Is there anyone here who is willing to take a new guy out to show me how this all works. I am quick to learn and willing to listen.

So started to babble. Feel free to reach out here or PM me. Nice to meet you all and thank you in advance for all your help.


----------



## Spooley (Feb 24, 2013)

Welcome to 2cool mastarter. PM sent.


----------



## John_B_1 (Jan 28, 2011)

When you first get into wading throw on some old tennis shoes blue jeans or shorts and a t shirt and go at it. Shuffle your feet is the main piece of advise I can give. You don't need anything special to wade, all the high dollar stuff is nice to have but it doesn't help you catch fish. 
Make a list of things you need and just go down the list each time you have a little extra money and before you know it you will look and realize you actually have a lot of stuff to load/unload, clean, and put up.

Stringer

Landing net http://m.academy.com/shop/Product_1...e?color=Black&N=10001&Ntt=Landing+net&Ntk=All something like this would work.
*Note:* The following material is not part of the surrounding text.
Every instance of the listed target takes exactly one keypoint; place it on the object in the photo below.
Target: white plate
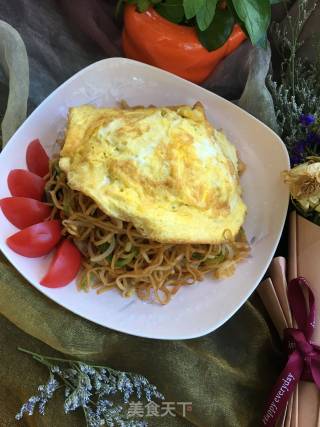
(195, 310)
Wade belt http://m.academy.com/shop/Product_10151_10051_13999_-1__true?N=10001&Ntt=Wade+belt&Ntk=All this actually has a lot of stuff you need

Here is what I use for a bait bucket http://www.iboats.com/5-Gal-Floatin...le-_-Berkley&gclid=CLfS-YeXzL4CFUZp7AodW3YARw

Then you have you boots, pants, shirts ect ect

Chickenboy has some really good popping corks on his website for shrimp, tie on a 10-18" leader and sling em out there.

I use a 7'2" rod with 12 lb test.

If you have any more questions or need any advise you can pm me.


----------



## poco jim (Jun 28, 2010)

Welcome to the asylum!


----------



## OnedayScratch (May 23, 2012)

Welcome. You'll need a sense of humor. You'll want all the gear that's talked about.
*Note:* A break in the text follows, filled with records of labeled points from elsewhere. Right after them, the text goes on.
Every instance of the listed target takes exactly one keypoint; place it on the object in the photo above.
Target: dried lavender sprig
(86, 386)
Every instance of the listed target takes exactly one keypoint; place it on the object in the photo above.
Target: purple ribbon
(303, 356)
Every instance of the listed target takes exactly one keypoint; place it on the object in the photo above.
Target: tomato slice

The more gear you have, the more you have to take care of. Shuffle, line tight, sunblock. 

Lemme know if you need anything.


----------



## mastarter (May 27, 2014)

John_B_1 said:


> When you first get into wading throw on some old tennis shoes blue jeans or shorts and a t shirt and go at it. Shuffle your feet is the main piece of advise I can give. You don't need anything special to wade, all the high dollar stuff is nice to have but it doesn't help you catch fish.
> Make a list of things you need and just go down the list each time you have a little extra money and before you know it you will look and realize you actually have a lot of stuff to load/unload, clean, and put up.
> 
> Stringer
> ...


Thank you for the advice



poco jim said:


> Welcome to the asylum!


I must be home at last!!!!



OnedayScratch said:


> Welcome. You'll need a sense of humor. You'll want all the gear that's talked about.
> 
> The more gear you have, the more you have to take care of. Shuffle, line tight, sunblock.
> 
> Lemme know if you need anything.


Sense of humor hmmmm I know I had one of those around here somewhere..... I am a night shift healthcare worker where a sense of humor is also required.
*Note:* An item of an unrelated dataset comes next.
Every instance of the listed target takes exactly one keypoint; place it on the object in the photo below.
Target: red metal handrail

Let me ask this then..... can you ....does anyone wade fresh water lakes???


----------



## John_B_1 (Jan 28, 2011)

When the white bass spawn we wade some creeks for them, also i see people wading in Somerville all the time


----------



## poco jim (Jun 28, 2010)

During the crappie spawn, heck yes! Minnows and get after it.


----------



## Crusader (Jan 31, 2014)

mastarter said:


> Let me ask this then..... can you ....does anyone wade fresh water lakes???


You could. E.g. below Lake Livingston Dam.


----------